As finals week looms overhead, students are riddled with anxiety about passing exams. Some students rest reassured, however, but it’s not because they’ve studied hard for their classes. They’ve studied the moon and stars instead, and have predicted a week full of positive energy and good luck.

A large number of students at Ohio University use astrology to predict how their day will go and explain the actions of those close to them. For some, having this astrological guidance doesn’t just make life easier, but also helps students feel more grounded and stable when they know approximately what’s going to happen.

Farah Chidiac, a junior studying sociology-criminology, started OU’s Official Astrology Club her freshman year because she wanted to give students a space to meet and mingle with other fans of astrology.

“When studying my personal birth chart, I find myself with goosebumps because I get so scared of how accurate it is,” Chidiac said. 

In her life, there has been a moment or two where predictions have been incorrect, but she insists that it is all for fun anyway. 

“Your life choices should never revolve around what astrology says,” Chidiac said. “At the end of the day, you hold the brush and how you decide to paint your picture is your choice.”

Astrology enthusiasts are lucky to live in Athens because the county is also home to a number of professionals that have read birth charts for decades. Sue Zano of Pomeroy is one resident who has been practicing evolutionary astrology for years, which is a method that was popularized in the 1980s and is becoming increasingly popular.

Zano refers to natal astrology as ‘old astrology,’ finding the practice limiting because it usually attempts to define people, assigning different signs specific personality traits and attempting to fit them into a box. Evolutionary astrology simply entails reading birth charts in a positive manner. Both follow the idea of a birth chart, which is based off of the location, date and exact time you were born. However, evolutionary astrology tends to give participants more freedom.

“(Evolutionary astrology) differs from the kind I learned, which is more predictive,” Zano said, mentioning that she learned natal astrology first before shifting over to the evolutionary method. “The old astrology had a lot of good and bad associated with everything, and I don’t want to live in a world where I can be labelled as bad.
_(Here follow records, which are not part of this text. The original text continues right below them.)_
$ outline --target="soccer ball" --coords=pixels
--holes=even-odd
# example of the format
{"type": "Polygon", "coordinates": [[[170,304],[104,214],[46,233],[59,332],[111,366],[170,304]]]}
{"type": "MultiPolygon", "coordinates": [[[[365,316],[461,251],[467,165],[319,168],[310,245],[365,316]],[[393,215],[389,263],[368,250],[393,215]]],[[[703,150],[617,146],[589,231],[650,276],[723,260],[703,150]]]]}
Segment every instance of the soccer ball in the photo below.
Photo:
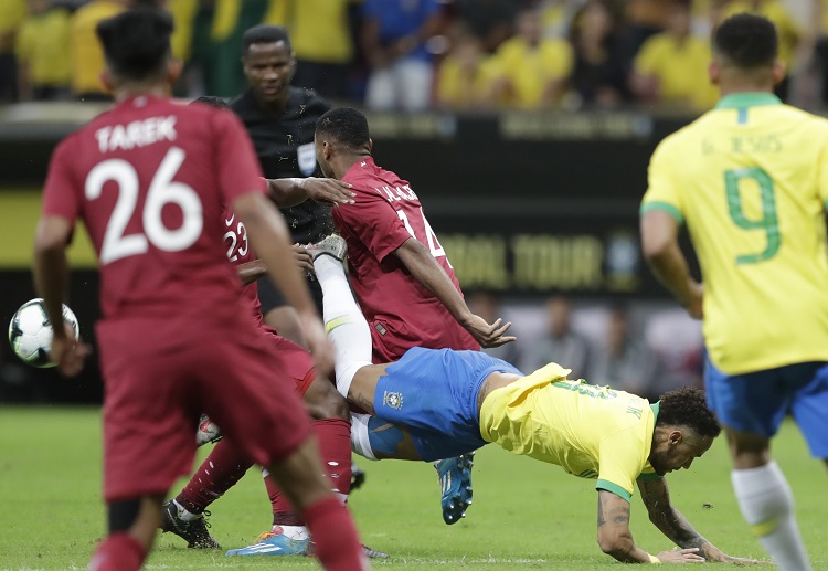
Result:
{"type": "MultiPolygon", "coordinates": [[[[72,309],[63,306],[63,320],[66,321],[75,334],[75,339],[81,335],[77,318],[72,309]]],[[[32,367],[54,367],[49,360],[49,351],[52,349],[52,324],[43,307],[43,299],[36,298],[20,306],[9,324],[9,342],[14,353],[23,362],[32,367]]]]}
It’s about choice.”

Zano became interested in astrology in the 1970s, when she left OU after the Kent State University shootings.
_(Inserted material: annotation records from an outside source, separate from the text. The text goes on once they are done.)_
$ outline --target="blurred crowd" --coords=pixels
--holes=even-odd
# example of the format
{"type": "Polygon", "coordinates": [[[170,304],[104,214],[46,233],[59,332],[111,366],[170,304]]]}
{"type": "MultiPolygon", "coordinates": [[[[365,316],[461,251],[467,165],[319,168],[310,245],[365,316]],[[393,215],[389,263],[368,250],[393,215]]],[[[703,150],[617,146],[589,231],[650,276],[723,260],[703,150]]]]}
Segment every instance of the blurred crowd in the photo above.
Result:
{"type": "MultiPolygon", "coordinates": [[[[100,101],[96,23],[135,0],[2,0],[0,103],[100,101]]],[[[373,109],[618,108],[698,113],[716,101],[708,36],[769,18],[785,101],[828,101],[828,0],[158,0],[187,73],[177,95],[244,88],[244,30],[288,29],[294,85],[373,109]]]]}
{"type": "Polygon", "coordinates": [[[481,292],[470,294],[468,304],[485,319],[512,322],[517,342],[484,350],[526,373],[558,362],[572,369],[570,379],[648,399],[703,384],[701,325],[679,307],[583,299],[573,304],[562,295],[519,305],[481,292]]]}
“Nothing made sense. The call back to the land was so strong and I just couldn’t be part of a world where they would shoot students for speaking their minds,” Zano said. “So, I got some astrology books and my man and I and another couple went to Mexico. I sat in the backseat of a Dodge Dart and learned astrology, travelling around Mexico for three months.”

Zano then returned back to Athens, where she was involved with The Farmacy, 28 W. Stimson Ave. However, she claims all she did at night was study astrology, already incredibly passionate in her hobby.

Turning to astrology for answers in a time that she felt lost, Zano now hopes to give back by providing answers to others through chart readings. She even visits women’s recovery programs, volunteering free readings.

However, Zano is most well-known for providing extensive personal readings for around $125 and also teaching local $10 classes. According to Zano, her classes aren’t linear and members can expect to discuss an astrology-related topic and then learn how to apply it to their chart.

“It’s pretty intimate,” J Ammon, a massage therapist from Albany that regularly attends Zano’s classes, said. “Depending on what her topic is that month, she’ll talk about how the patterns and planets and stars relate to you because of your chart. It’s only $10 and she gives us, probably, $100 worth of information.”

Zano’s favorite part of reading charts is guiding people and connecting with them on such a deep level. Astrology, she feels, gives people self-awareness.

“The more we love ourselves, the more we love our neighbor,” Zano said. “If everybody woke up smiling, how cool that would be. I feel like everybody should have more self-awareness and astrology is one of the best tools. It’s more tangible.